On the other hand, prominent voices within the schismatic “Orthodox Church of Ukraine” have unsurprisingly expressed support for two separate bills that were submitted and registered by the Verkhovna Rada earlier this month, which take aim at the Ukrainian Church because of its spiritual ties to the Moscow Patriarchate, which is centered in a country that Ukrainian law recognizes as carrying out military aggression against Ukraine.
Although the bills claim it’s necessary to ban the UOC for the sake of national security, there have been, in fact, no “complaints against the Ukrainian Orthodox Church regarding the violation of national security, sovereignty, and the territorial integrity of Ukraine,” the UOC's Legal Department states.
Although President Zelensky has called not to incite religious hostility during the war, the Deputies who authored the bills “deliberately make false statements against the Ukrainian Orthodox Church, trying to mislead the People’s Deputies and Ukrainian society.”
“These bills see a continuation of the religious policy of the Poroshenko era, which is one of the reasons for the terrible times that we are now experiencing, because a ban on the activities of the multi-million-strong Ukrainian Orthodox Church can’t but affect our state,” the statement continues.
And, as the Church has continuously pointed out, its religious center is located in Kiev, registered in accordance with Ukrainian legislation. This is why attempts to forcefully rename and ban the UOC have failed thus far—because it has no legal connection to the Moscow Patriarchate.
As he has always done, His Beatitude Metropolitan Onuphry of Kiev and All Ukraine has called on all the faithful to defend the state and its territorial integrity, and the people have stood united against Russia from the first days of the war, the Church recalls.
“But as we can see today, they’re trying to break this unity by provoking disputes on political, linguistic, and religious grounds. After all, due to the inability to win battles, the invaders are attempting sabotage through such bills in order to split Ukrainian society and weaken our state.”
Thus, the UOC Legal Department declares that the relevant bills are illegal, violate religious freedom, and will in no case contribute to national security or the sovereignty and territorial integrity of Ukraine, but will, on the contrary, “open a religious front on the peaceful territory of Ukraine and divide our country on religious grounds.”

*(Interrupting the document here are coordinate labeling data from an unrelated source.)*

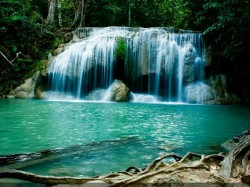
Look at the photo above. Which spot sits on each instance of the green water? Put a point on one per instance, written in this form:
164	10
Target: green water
114	136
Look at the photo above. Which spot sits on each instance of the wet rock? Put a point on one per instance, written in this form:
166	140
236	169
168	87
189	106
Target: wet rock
200	93
233	142
26	90
119	92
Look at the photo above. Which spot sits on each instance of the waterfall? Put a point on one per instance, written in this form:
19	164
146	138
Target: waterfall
159	63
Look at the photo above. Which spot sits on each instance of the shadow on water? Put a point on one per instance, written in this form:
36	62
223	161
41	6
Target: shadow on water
56	161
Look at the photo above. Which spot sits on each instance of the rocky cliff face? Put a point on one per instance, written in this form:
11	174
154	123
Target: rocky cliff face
165	63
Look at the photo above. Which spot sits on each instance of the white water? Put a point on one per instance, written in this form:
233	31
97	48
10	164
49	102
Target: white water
154	66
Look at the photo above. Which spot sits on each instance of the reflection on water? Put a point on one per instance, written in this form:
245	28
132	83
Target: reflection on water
119	135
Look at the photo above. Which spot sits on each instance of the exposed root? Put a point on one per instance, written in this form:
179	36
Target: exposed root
215	169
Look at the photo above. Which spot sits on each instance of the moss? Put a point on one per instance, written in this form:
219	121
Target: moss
120	50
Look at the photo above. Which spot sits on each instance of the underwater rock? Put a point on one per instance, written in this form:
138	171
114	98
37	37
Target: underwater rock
201	93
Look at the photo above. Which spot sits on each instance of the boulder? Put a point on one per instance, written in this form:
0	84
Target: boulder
118	92
233	142
28	89
220	84
200	93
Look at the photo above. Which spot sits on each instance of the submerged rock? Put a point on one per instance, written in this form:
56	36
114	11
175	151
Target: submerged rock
233	142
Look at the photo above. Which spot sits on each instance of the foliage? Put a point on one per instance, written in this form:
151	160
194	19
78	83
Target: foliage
21	30
226	25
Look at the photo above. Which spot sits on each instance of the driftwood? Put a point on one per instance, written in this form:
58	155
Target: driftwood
19	161
191	168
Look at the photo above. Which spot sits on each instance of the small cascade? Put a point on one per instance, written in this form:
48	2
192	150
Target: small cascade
159	63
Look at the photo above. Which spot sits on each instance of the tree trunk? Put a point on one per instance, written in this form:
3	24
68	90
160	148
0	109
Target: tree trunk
51	12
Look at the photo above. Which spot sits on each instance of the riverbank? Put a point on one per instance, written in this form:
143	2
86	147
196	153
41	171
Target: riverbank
232	169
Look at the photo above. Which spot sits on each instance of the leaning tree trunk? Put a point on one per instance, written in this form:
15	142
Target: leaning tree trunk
51	12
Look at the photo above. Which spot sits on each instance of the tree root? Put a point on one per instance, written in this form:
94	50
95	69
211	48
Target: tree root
216	168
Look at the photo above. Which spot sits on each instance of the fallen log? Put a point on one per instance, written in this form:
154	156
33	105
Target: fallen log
217	169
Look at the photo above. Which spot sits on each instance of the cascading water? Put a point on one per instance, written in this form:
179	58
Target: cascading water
159	63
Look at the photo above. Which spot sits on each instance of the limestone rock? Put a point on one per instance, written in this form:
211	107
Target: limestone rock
201	93
119	92
220	84
233	142
27	89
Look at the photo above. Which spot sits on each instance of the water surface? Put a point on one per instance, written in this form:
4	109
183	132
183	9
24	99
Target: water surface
113	136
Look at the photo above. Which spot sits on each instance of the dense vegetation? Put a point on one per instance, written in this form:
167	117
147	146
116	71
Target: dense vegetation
34	27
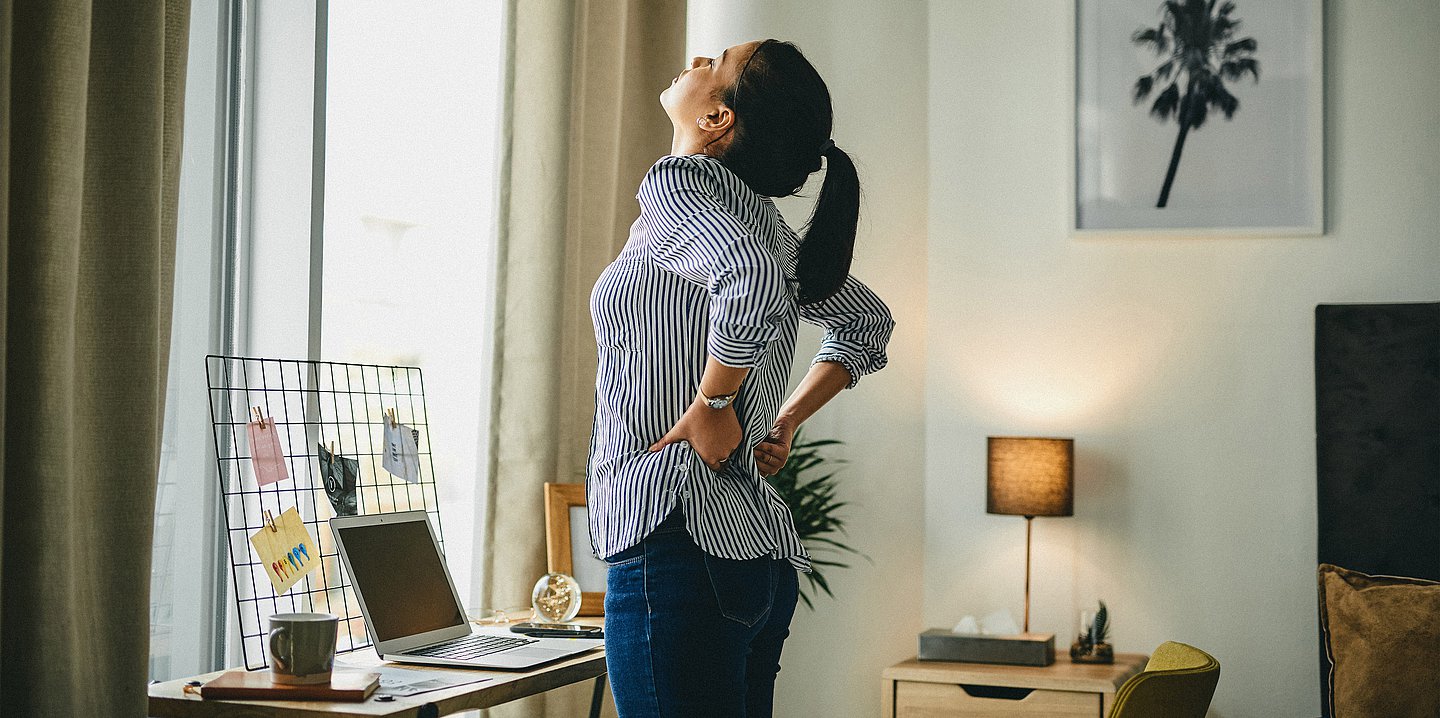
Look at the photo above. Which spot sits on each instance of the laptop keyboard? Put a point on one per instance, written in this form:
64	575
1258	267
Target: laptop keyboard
470	648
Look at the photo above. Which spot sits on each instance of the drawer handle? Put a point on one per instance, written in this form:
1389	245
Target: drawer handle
997	691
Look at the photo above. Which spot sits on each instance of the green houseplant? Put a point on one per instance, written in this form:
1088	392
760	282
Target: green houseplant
807	482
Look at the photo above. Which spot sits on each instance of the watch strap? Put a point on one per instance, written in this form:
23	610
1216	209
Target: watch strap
717	402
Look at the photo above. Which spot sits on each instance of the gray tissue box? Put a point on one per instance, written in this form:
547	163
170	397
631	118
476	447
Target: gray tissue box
1026	649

Likewise, there are those in the Ukrainian government who understand that these bills are problematic. Commenting on the draft laws, presidential advisor Mykhailo Podolyak notes that the UOC has a different position than the Russian Orthodox Church on the war.

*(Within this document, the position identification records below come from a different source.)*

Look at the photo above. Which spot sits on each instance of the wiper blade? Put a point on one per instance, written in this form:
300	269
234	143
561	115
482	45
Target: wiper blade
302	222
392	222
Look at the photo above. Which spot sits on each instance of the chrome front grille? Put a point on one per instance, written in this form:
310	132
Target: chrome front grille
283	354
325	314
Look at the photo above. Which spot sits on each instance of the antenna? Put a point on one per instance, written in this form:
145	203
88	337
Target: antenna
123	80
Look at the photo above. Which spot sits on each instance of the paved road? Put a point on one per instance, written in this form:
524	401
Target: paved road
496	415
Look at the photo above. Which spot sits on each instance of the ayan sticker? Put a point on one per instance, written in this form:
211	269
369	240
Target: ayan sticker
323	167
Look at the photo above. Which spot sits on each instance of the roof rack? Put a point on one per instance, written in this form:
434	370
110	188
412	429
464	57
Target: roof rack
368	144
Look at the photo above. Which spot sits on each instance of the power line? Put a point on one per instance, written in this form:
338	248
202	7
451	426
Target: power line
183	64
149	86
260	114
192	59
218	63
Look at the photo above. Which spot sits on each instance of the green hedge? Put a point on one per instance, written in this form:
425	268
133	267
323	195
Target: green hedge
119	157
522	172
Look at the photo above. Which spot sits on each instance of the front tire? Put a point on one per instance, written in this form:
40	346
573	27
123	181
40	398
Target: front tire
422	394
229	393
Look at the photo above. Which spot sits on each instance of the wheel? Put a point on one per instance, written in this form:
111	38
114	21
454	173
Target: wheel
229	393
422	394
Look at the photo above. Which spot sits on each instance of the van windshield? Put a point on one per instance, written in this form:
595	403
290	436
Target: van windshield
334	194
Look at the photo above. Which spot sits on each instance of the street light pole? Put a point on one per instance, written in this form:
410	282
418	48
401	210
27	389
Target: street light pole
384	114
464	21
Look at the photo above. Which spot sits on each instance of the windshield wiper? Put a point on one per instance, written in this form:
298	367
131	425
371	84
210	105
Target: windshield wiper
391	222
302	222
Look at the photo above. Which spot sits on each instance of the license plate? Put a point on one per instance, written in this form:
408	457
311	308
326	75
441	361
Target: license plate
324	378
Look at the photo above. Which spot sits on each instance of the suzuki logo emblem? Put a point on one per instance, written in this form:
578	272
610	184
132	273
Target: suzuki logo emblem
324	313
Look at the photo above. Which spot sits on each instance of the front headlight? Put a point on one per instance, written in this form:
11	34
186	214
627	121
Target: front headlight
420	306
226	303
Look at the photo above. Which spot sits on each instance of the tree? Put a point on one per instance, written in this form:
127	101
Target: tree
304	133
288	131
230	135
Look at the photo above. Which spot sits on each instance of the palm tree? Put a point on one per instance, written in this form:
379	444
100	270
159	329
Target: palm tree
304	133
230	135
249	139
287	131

As the UOC Legal Department said, such bills will only split Ukraine at a time when it needs unity, the advisor added.
Conversely, Alexander Drabinko, one of the two hierarchs who left the Orthodox Church to join the OCU at the so-called “unification council” in December 2018, says now is an appropriate time to talk about banning the Ukrainian Orthodox Church.
“The history of Ukraine knows similar situations—the ban on the Communist Party and Soviet symbols,” Drabinko says.
The UOC needs to call a council and demand its independence from the Moscow Patriarchate, he continues. Such a call has been heard even from within several dioceses of the canonical Church, but at the same time, hierarchs such as His Eminence Metropolitan Anthony of Boryspil and Brovary, the Chancellor of the UOC, believe such monumental decisions mustn’t be made in times of great emotion.
Parliamentary Deputies can vote for these laws without remorse, Drabinko says, because they wouldn’t be voting against the UOC, but only reducing the numbers of the Russian Church, “whose leadership blessed the destruction of our Ukrainian people.”
And Evstraty Zorya, the speaker of the schismatic OCU, whose social media presence is mainly devoted to attacking the Orthodox Church, argues that the canonical Church is to blame for such bills because of its “stubborn lack of communication.”
Furthermore, he argues that the bills are actually aimed at protecting the faithful of the UOC from becoming tools of Russian aggression in Ukraine.